Suppletive Middle Voice in Albanian:
Indo-European and Balkan Perspectives

Brian D. Joseph

The Ohio State University


The Albanian verb is noted for various archaic features, including suppletion between present tense and aorist tense for the same lexeme, e.g., ke 'he has' but pati 'he had,' or jep 'he gives but dha 'he gave' (to an extent found also only in Vedic Sanskrit) and the occurrence of an inflected (synthetic) middle (better labeled "nonactive") voice, e.g., la-he-t 'he gets washed' (cf. la 'he washes'), found also among modern Indo-European languages only in Greek.

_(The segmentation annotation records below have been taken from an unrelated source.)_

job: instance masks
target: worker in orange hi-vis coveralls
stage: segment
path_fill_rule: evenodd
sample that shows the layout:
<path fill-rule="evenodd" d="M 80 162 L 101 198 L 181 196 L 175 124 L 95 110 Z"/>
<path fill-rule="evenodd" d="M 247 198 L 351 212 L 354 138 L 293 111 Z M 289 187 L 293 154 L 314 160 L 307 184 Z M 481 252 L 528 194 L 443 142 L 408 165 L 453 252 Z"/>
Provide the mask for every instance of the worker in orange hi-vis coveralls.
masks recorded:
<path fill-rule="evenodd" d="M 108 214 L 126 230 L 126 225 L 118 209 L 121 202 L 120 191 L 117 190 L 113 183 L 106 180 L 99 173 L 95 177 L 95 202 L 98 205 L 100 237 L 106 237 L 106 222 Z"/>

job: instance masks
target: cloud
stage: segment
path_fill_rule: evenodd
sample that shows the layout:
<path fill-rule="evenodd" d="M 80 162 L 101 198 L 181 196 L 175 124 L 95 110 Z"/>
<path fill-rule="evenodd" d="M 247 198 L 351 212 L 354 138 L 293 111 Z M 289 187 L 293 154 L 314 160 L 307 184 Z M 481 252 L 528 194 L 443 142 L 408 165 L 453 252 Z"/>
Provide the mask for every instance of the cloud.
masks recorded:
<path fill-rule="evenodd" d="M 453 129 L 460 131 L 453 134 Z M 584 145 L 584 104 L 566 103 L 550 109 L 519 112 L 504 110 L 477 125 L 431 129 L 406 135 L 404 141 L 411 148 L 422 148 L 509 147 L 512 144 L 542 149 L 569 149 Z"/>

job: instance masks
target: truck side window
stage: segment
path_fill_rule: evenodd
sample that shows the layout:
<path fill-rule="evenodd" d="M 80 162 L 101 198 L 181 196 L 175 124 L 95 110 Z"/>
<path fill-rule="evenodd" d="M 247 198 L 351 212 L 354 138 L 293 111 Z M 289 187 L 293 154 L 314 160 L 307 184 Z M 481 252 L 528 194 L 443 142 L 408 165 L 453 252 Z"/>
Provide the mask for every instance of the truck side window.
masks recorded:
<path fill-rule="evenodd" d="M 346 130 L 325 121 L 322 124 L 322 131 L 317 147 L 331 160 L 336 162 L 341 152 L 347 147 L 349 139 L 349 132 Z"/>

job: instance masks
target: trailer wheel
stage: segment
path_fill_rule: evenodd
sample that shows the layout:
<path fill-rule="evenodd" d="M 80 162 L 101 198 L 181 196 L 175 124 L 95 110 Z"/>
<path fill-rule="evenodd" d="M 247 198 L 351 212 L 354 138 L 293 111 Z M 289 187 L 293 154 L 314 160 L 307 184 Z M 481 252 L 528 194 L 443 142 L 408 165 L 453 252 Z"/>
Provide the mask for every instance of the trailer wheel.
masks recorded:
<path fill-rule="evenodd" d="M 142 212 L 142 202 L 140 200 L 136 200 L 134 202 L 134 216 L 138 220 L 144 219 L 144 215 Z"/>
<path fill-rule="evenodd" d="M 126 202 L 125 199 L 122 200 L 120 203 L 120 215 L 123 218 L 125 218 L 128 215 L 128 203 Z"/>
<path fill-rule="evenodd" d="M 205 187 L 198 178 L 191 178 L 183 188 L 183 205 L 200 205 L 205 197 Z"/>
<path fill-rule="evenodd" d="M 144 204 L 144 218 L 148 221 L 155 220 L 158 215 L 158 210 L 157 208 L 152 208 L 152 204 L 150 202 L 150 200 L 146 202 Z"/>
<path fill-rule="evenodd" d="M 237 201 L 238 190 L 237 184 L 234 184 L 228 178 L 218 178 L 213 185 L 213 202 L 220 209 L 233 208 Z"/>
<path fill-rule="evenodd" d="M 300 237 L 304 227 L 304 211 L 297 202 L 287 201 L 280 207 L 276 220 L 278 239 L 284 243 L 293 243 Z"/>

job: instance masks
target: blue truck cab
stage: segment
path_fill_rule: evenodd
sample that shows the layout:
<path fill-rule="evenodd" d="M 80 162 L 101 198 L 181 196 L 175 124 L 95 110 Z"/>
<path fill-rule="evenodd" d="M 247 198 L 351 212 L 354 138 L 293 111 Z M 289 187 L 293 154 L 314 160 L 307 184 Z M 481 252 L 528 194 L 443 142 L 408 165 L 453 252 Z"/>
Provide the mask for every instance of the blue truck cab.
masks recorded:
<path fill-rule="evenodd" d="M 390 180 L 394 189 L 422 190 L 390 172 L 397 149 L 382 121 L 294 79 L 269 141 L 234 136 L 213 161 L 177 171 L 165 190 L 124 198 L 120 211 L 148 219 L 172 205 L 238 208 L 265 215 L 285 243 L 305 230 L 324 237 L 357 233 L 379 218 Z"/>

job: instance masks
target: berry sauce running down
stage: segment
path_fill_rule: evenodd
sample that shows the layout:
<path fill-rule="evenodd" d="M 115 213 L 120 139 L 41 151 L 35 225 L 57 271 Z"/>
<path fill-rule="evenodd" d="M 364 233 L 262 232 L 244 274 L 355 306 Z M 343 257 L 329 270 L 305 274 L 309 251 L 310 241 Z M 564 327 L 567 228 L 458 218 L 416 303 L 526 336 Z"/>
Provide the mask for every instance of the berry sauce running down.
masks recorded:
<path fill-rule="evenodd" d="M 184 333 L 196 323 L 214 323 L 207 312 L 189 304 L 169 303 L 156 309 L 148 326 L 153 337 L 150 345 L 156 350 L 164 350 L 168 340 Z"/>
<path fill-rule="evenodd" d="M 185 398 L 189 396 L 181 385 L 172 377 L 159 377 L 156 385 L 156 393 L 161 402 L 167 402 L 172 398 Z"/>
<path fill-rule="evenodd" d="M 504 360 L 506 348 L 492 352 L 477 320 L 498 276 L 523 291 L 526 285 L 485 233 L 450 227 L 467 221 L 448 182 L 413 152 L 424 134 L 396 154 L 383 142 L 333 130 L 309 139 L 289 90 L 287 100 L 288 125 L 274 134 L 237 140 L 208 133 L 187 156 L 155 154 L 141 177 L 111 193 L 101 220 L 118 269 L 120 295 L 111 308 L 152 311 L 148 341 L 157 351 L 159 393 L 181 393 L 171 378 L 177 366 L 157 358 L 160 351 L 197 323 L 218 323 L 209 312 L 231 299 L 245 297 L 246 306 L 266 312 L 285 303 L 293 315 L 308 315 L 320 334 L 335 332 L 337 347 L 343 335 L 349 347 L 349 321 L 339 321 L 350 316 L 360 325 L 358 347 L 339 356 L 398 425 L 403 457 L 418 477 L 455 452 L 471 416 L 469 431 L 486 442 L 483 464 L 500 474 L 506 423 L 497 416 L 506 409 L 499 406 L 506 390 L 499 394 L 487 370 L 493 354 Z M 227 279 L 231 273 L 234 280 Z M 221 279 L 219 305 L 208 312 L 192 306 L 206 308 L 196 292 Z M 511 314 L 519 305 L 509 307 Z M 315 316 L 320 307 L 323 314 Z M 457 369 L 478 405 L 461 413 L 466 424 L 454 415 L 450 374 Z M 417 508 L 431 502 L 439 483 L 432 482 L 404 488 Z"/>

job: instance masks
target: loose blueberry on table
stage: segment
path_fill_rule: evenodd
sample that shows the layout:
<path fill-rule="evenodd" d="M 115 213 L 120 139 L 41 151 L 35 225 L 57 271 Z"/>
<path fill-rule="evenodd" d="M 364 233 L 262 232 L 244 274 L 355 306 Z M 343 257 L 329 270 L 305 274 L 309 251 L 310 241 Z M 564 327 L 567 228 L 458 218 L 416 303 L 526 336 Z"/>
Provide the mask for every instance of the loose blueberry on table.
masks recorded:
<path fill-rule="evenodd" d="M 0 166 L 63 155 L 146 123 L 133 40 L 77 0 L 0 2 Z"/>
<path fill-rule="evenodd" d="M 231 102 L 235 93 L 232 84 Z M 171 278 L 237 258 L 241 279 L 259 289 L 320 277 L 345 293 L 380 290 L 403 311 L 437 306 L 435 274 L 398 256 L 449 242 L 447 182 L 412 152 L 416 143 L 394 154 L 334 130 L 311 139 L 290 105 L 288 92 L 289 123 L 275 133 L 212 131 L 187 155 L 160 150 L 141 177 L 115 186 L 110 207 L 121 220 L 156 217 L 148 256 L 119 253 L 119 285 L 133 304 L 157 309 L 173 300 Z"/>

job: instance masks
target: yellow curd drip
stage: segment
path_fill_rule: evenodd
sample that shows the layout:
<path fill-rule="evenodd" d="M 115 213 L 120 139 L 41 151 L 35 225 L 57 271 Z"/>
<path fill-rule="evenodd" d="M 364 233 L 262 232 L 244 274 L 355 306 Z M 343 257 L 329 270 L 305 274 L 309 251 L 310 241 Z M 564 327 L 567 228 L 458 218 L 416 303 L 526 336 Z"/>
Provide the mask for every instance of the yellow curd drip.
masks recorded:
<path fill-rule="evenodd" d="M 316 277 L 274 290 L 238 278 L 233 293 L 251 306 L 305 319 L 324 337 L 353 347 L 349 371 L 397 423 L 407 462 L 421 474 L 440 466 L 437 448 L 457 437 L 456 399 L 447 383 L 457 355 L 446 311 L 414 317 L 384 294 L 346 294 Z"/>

There is moreover an interesting intersection of these two features in Albanian in that there is suppletion in the form of the middle voice itself. In particular, nonactive voice is realized synthetically through the use of a suffix (-(h)e-) plus special endings in the present, but analytically through the use of a "particle" (generally referred to as a "clitic") in the past together with endings that are identical to the active endings (e.g., u lava).

The use of active endings in such past nonactive forms is found sporadically in inflection in other Indo-European languages (cf., e.g., Vedic aduhat 'he benefitted') but systematically only in Greek, both in Ancient Greek and, in an altered form, in Modern Greek.

In this paper, an interpretation is offered of this nonactive voice suppletion in Albanian both with regard to the occurrence of suppletion itself and with regard to the use of the active endings in the Albanian past nonactive. By tying together some disparate facts, including the etymology of u (from the PIE reflexive *swe), the occurrence of *swe outside the present indicative in Sanskrit, and the use of *swe in nonactive voice forms in Balto-Slavic, it is argued here that this suppletion, together with the use of active endings, represents an archaism within the Albanian verbal system. The transformation of this original suppletive system in both Balto-Slavic and Greek, moreover, is explained as the result of analogical resolution of the suppletion in different directions in these two branches of Indo-European. Finally, the role of contact between Albanian and Greek is explored as a possible basis for the re-constitution of nonactive voice forms in later Greek with a new set of active endings compared with the Ancient Greek paradigm.